Summary (1) • The Census shows that in general the rolled forward MYEs were close to Census estimates for the majority of LAs (88% within +/-5%) • Some of the difference between rolled forward and Census based estimates for LAs is due to the national discrepancy • Some is due to the geographic distribution of international migrants (90% of LAs within +/-5% using indicative MYEs) • Our work shows that for many LAs issues with internal migration can explain some of the remaining difference • Sometimes the causes of discrepancies come from unlikely places (school boarder issues can affect 28 year olds)

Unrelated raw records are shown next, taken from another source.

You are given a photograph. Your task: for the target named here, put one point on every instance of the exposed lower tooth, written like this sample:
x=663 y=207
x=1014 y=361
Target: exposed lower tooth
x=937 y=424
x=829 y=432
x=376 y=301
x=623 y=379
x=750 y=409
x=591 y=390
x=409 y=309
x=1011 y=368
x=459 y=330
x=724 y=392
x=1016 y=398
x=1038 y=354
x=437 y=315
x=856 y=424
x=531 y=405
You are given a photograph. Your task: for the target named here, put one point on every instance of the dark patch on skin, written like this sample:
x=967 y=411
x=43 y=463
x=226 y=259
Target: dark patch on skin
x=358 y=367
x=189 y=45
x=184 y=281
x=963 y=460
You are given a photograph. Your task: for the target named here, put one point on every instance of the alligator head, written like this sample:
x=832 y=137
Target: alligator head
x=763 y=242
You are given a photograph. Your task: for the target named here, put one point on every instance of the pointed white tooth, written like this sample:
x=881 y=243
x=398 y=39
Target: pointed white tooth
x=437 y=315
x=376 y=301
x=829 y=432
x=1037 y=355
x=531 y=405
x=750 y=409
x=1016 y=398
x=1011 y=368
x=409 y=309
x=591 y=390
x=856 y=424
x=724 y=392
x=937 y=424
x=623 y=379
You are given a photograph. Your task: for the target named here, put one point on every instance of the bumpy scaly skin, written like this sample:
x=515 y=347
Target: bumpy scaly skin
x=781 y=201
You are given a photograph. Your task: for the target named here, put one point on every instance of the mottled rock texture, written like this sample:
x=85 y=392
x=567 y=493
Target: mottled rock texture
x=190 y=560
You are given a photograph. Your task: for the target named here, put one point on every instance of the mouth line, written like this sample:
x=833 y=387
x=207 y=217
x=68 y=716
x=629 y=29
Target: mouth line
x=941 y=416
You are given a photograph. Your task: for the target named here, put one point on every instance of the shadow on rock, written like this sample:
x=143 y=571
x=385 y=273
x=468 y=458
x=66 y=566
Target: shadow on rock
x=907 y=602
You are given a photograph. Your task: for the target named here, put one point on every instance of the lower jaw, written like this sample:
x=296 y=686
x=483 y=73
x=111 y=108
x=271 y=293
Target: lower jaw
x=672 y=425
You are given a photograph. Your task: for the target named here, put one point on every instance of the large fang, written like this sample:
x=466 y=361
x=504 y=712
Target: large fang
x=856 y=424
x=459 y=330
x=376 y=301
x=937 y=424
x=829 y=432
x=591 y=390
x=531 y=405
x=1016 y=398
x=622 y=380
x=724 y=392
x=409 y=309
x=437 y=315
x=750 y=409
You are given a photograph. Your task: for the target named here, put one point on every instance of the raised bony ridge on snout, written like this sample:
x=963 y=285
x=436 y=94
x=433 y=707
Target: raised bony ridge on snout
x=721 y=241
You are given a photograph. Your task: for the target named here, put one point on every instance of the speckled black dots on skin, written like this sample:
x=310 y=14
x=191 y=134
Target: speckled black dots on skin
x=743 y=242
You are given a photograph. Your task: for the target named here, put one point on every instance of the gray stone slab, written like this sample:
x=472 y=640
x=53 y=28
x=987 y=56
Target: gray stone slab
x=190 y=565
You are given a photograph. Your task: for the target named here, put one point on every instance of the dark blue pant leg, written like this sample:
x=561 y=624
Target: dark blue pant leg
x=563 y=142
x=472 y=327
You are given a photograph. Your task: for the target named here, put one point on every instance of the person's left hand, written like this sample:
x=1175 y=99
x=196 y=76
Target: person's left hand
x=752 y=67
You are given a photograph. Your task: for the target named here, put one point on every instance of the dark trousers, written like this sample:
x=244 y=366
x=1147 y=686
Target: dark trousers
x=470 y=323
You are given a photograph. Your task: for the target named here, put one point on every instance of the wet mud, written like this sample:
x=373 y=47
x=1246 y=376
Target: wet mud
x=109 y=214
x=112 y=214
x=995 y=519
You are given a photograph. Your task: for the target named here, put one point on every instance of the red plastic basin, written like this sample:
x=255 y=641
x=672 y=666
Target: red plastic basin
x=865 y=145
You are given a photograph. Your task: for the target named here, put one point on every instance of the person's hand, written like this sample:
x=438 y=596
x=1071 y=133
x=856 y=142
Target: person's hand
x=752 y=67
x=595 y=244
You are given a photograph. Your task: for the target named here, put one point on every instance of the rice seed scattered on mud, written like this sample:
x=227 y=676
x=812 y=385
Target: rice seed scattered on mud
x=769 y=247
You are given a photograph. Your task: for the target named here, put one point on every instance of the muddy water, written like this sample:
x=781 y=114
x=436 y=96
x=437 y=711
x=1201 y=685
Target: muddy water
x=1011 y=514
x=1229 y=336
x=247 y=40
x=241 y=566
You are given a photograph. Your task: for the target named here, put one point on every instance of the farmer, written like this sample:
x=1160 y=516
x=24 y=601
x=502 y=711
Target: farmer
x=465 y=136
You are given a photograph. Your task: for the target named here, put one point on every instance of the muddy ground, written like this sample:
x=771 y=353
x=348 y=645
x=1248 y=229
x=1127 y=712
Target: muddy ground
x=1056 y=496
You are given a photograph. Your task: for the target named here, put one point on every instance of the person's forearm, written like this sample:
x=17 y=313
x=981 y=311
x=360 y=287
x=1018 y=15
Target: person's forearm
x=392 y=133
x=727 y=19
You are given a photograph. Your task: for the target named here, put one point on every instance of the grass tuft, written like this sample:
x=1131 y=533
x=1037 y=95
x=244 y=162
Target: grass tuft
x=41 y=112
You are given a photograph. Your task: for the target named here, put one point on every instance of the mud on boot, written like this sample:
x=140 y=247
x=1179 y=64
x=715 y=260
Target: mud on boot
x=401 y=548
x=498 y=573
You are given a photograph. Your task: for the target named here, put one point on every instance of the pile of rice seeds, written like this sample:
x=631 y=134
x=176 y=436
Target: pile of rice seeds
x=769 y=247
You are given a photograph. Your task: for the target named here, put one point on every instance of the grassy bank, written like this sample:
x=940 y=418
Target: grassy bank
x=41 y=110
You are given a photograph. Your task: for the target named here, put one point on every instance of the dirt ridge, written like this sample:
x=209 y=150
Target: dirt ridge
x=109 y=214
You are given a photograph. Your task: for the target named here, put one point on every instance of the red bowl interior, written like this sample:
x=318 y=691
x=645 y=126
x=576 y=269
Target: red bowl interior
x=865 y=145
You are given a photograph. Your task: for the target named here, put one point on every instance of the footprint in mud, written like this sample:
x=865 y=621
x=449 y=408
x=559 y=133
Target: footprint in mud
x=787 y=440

Summary (2) • Internal Migration issues often involve an overestimate for one age group (20-29 year olds) and an underestimate for another (30-39 year olds) • this limits the size of the discrepancy at the aggregate level • means that the full impact of these issues can be difficult to disentangle • When we make elements of MYEs better we can uncover issues with other elements of the MYEs; estimates for most LAs will get better but for a few LAs it’s possible the estimates could become less accurate
Some Questions - • Have you carried out similar analysis on population change for your area? • Do you have other evidence of particular population groups that cause similar issues? • Are the messages about the complexity of interaction of the difference components useful? • Do compensating errors matter to you? – That is, are the components important as well as the resulting estimate?